AustralianFootball.com Celebrating the history of the great Australian game
Full name
Anthony Clarkson
Known as
Tony Clarkson
Nickname
Doc
Born
13 August 1939
Died
25 January 2011 (aged 71)
Occupation
Doctor
Height and weight
Height: 194 cm
Weight: 82 kg
Senior clubs
Sturt
Recruited from
Sturt (1960); Adelaide University (1964)
Club | League | Career span | Games | Goals | Avg | Win % | AKI | AHB | AMK | BV |
---|---|---|---|---|---|---|---|---|---|---|
Sturt | SANFL | 1959, 1964-1968 | 110 | 106 | 0.96 | — | — | — | — | — |
Adelaide University | SAAFL | 1960-1963 | — | — | — | — | — | — | — | — |
Total | 1959-1968 | 110 | 106 | 0.96 | — | — | — | — | — |
Amateur footballer Tony ‘Doc’ Clarkson played two league games with Sturt in 1959 - a minor round match, and the first semi final - but then returned to amateur ranks. Over the ensuing four seasons he won two Hone Medals as the best and fairest player in A1, South Australian amateur football’s leading competition, captained his club University, and represented the state’s amateur team. In 1964 he received an ‘SOS’ from Sturt when regular senior ruckman Fred Smith was seriously injured in a road accident, and virtually by accident one of the final major pieces in coach Jack Oatey’s multiple premiership jigsaw was slotted into place.

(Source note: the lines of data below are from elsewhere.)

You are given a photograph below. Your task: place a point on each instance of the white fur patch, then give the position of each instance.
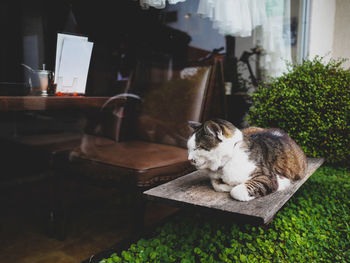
(240, 193)
(277, 133)
(283, 183)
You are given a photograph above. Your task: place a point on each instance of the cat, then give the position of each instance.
(248, 163)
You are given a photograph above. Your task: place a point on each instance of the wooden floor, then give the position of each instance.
(99, 220)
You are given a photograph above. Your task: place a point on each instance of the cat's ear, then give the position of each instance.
(213, 128)
(194, 125)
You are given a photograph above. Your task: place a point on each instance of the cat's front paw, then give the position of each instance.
(240, 193)
(219, 186)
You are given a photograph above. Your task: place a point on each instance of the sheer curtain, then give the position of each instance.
(268, 21)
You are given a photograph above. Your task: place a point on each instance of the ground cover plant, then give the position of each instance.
(311, 102)
(314, 226)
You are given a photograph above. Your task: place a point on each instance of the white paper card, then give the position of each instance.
(73, 66)
(60, 39)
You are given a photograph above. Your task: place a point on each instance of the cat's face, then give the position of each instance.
(210, 144)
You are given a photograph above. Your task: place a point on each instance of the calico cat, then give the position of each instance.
(249, 163)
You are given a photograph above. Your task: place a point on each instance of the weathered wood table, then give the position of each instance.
(195, 190)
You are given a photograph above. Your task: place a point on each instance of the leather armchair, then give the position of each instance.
(148, 141)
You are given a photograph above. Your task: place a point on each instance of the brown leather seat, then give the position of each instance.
(151, 143)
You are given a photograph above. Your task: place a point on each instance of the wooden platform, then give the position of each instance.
(194, 190)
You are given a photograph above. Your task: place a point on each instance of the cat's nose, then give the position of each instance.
(193, 161)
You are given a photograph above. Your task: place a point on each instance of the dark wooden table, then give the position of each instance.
(195, 191)
(27, 103)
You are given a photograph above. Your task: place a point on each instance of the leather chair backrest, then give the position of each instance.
(169, 99)
(172, 98)
(168, 105)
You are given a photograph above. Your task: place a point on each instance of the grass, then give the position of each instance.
(314, 226)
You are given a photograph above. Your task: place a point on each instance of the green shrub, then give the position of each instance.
(312, 103)
(312, 227)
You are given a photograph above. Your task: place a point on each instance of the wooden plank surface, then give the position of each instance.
(195, 190)
(23, 103)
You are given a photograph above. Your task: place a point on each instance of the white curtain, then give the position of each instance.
(274, 36)
(234, 17)
(268, 21)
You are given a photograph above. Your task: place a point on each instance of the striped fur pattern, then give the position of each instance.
(247, 163)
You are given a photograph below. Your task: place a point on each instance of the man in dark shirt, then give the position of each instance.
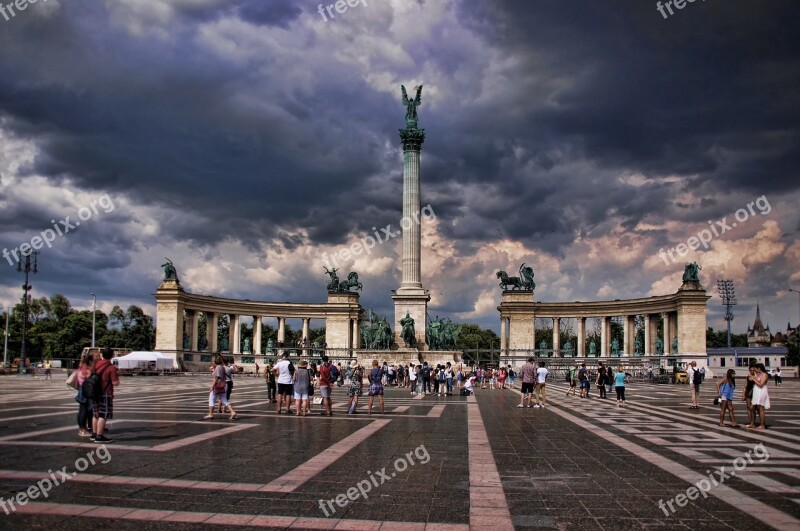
(104, 409)
(325, 384)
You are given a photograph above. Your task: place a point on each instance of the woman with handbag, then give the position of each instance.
(725, 390)
(85, 416)
(218, 391)
(375, 386)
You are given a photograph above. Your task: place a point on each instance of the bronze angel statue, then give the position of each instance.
(411, 106)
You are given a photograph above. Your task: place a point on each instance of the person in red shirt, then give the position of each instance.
(104, 409)
(325, 384)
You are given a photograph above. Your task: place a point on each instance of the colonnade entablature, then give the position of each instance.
(178, 312)
(683, 333)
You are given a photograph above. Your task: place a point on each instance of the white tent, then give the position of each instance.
(151, 361)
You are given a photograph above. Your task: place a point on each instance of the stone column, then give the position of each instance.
(604, 337)
(356, 334)
(627, 336)
(235, 334)
(190, 325)
(503, 333)
(411, 298)
(556, 336)
(581, 346)
(256, 335)
(282, 330)
(211, 331)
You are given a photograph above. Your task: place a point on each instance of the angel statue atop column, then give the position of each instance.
(411, 106)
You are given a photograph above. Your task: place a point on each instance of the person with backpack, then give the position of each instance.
(572, 375)
(695, 379)
(601, 379)
(99, 386)
(425, 372)
(725, 390)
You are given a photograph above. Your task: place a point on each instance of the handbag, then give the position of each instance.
(72, 380)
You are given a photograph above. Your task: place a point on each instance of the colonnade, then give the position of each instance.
(683, 314)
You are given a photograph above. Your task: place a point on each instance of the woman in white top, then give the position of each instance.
(760, 395)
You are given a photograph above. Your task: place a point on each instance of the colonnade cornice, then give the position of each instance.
(647, 305)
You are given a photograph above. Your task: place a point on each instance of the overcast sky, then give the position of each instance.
(245, 139)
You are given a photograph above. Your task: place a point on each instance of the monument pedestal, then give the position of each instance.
(414, 302)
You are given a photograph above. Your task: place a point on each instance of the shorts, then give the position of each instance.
(105, 408)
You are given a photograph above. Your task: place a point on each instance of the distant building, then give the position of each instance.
(759, 335)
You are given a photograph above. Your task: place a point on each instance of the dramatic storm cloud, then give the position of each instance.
(247, 140)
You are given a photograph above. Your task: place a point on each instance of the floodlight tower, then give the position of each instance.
(728, 295)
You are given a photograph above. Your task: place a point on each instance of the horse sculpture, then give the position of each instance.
(350, 282)
(505, 281)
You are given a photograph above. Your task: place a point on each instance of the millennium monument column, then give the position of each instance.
(411, 299)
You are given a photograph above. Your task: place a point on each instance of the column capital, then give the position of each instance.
(412, 138)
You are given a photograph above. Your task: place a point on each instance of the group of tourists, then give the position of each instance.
(94, 380)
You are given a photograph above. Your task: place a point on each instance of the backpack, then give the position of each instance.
(92, 388)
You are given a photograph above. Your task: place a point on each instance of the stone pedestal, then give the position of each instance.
(415, 303)
(343, 309)
(169, 309)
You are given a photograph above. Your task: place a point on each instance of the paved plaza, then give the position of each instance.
(428, 463)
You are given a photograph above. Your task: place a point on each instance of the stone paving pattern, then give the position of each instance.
(574, 465)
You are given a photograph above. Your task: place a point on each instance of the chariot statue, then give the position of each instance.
(170, 273)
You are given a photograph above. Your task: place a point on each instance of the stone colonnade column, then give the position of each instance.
(256, 334)
(581, 346)
(211, 331)
(556, 336)
(234, 334)
(604, 337)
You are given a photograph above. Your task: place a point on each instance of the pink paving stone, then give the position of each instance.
(188, 517)
(230, 519)
(108, 512)
(314, 523)
(272, 521)
(147, 514)
(402, 526)
(359, 525)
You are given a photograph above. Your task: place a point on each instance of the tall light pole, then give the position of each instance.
(798, 304)
(94, 312)
(5, 343)
(728, 295)
(27, 268)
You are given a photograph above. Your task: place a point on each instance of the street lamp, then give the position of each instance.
(27, 268)
(94, 312)
(5, 343)
(798, 303)
(728, 295)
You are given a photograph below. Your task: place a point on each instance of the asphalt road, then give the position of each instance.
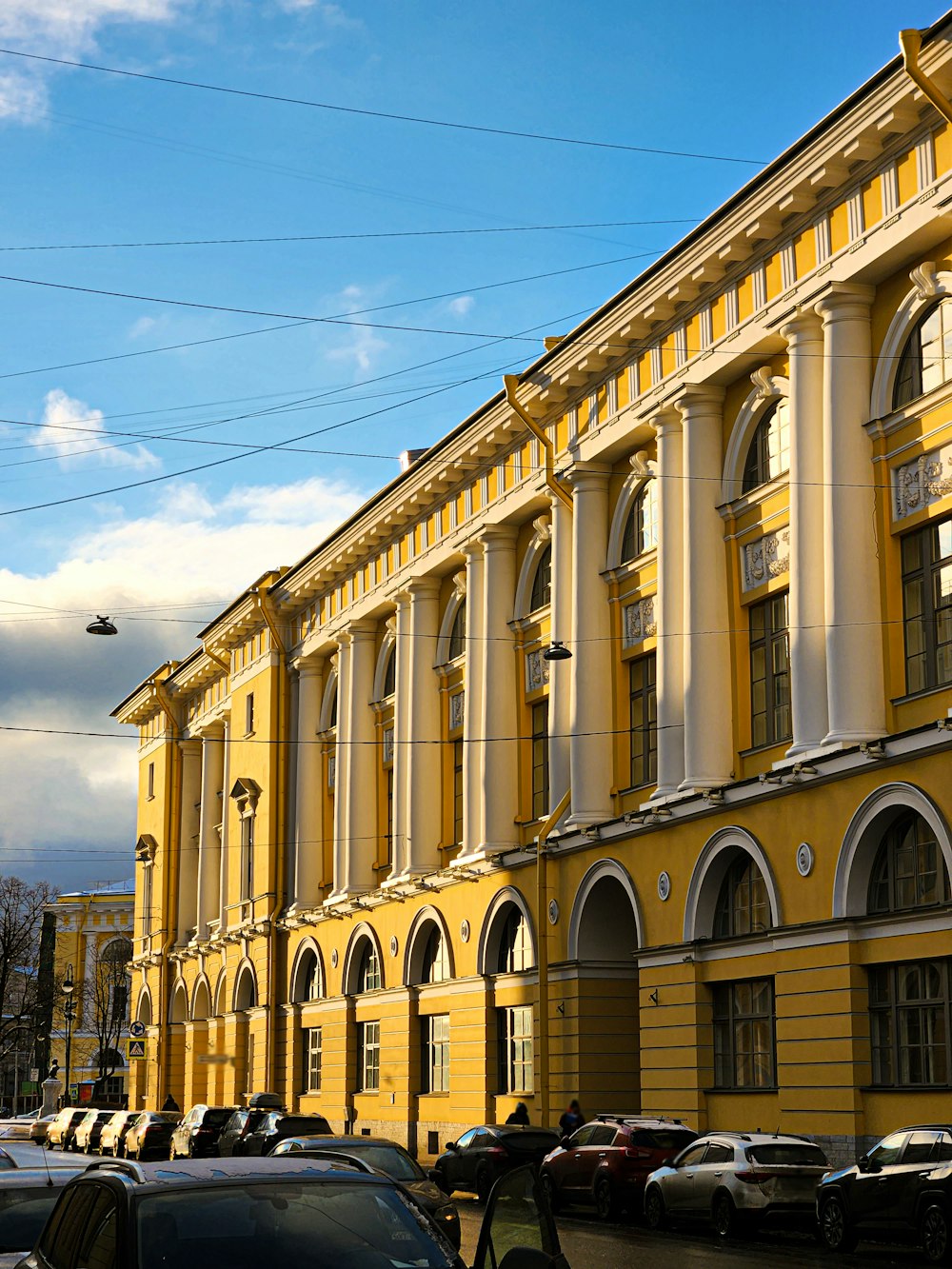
(588, 1244)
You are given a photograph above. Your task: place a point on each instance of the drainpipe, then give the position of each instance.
(543, 926)
(270, 1042)
(910, 42)
(512, 382)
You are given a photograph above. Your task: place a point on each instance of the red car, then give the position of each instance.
(607, 1161)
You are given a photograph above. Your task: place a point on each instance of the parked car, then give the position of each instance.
(737, 1180)
(276, 1212)
(902, 1191)
(392, 1160)
(64, 1126)
(150, 1135)
(88, 1131)
(482, 1155)
(607, 1161)
(112, 1139)
(198, 1134)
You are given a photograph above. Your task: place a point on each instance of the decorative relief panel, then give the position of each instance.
(536, 671)
(639, 621)
(764, 559)
(922, 483)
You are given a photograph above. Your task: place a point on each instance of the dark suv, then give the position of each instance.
(902, 1191)
(605, 1161)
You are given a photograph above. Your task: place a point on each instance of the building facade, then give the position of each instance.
(396, 863)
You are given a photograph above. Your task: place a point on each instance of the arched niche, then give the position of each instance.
(605, 921)
(426, 922)
(364, 936)
(307, 981)
(929, 286)
(861, 843)
(719, 853)
(767, 391)
(494, 926)
(246, 987)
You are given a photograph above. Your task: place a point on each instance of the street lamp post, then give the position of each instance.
(70, 1016)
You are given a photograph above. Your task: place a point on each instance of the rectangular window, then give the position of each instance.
(436, 1048)
(927, 606)
(769, 671)
(459, 792)
(514, 1028)
(643, 713)
(369, 1058)
(909, 1024)
(744, 1035)
(540, 761)
(312, 1060)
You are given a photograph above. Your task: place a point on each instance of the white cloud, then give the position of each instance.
(79, 793)
(60, 28)
(74, 434)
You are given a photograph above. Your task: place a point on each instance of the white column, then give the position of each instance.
(308, 838)
(670, 603)
(708, 743)
(188, 838)
(423, 755)
(356, 803)
(807, 635)
(560, 671)
(209, 830)
(855, 671)
(499, 787)
(472, 702)
(590, 747)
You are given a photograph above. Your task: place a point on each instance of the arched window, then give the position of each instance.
(436, 961)
(909, 869)
(543, 582)
(768, 454)
(457, 636)
(642, 526)
(368, 976)
(743, 903)
(927, 358)
(388, 675)
(514, 943)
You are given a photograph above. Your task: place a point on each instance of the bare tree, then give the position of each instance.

Clarkson was not only an ever-present for the Blues in 1964, he was one of their best players. Built like a beanpole at 194cm and 81.5kg he combined athleticism with surprising strength, while his strict adherence to Oatey’s favoured checkside ruck strategy minimised the likelihood of serious injury arising out of full on body clashes. Clarkson won Sturt’s best and fairest award in 1965, and again two years later, and was a South Australian interstate representative on half a dozen occasions. He was a member of three successive premiership teams from 1966 to 1968 but, as a medical doctor (hence the nickname), his working career was always of primary importance, and in 1969, after 110 league games, that career took him abroad, effectively ending his involvement in football.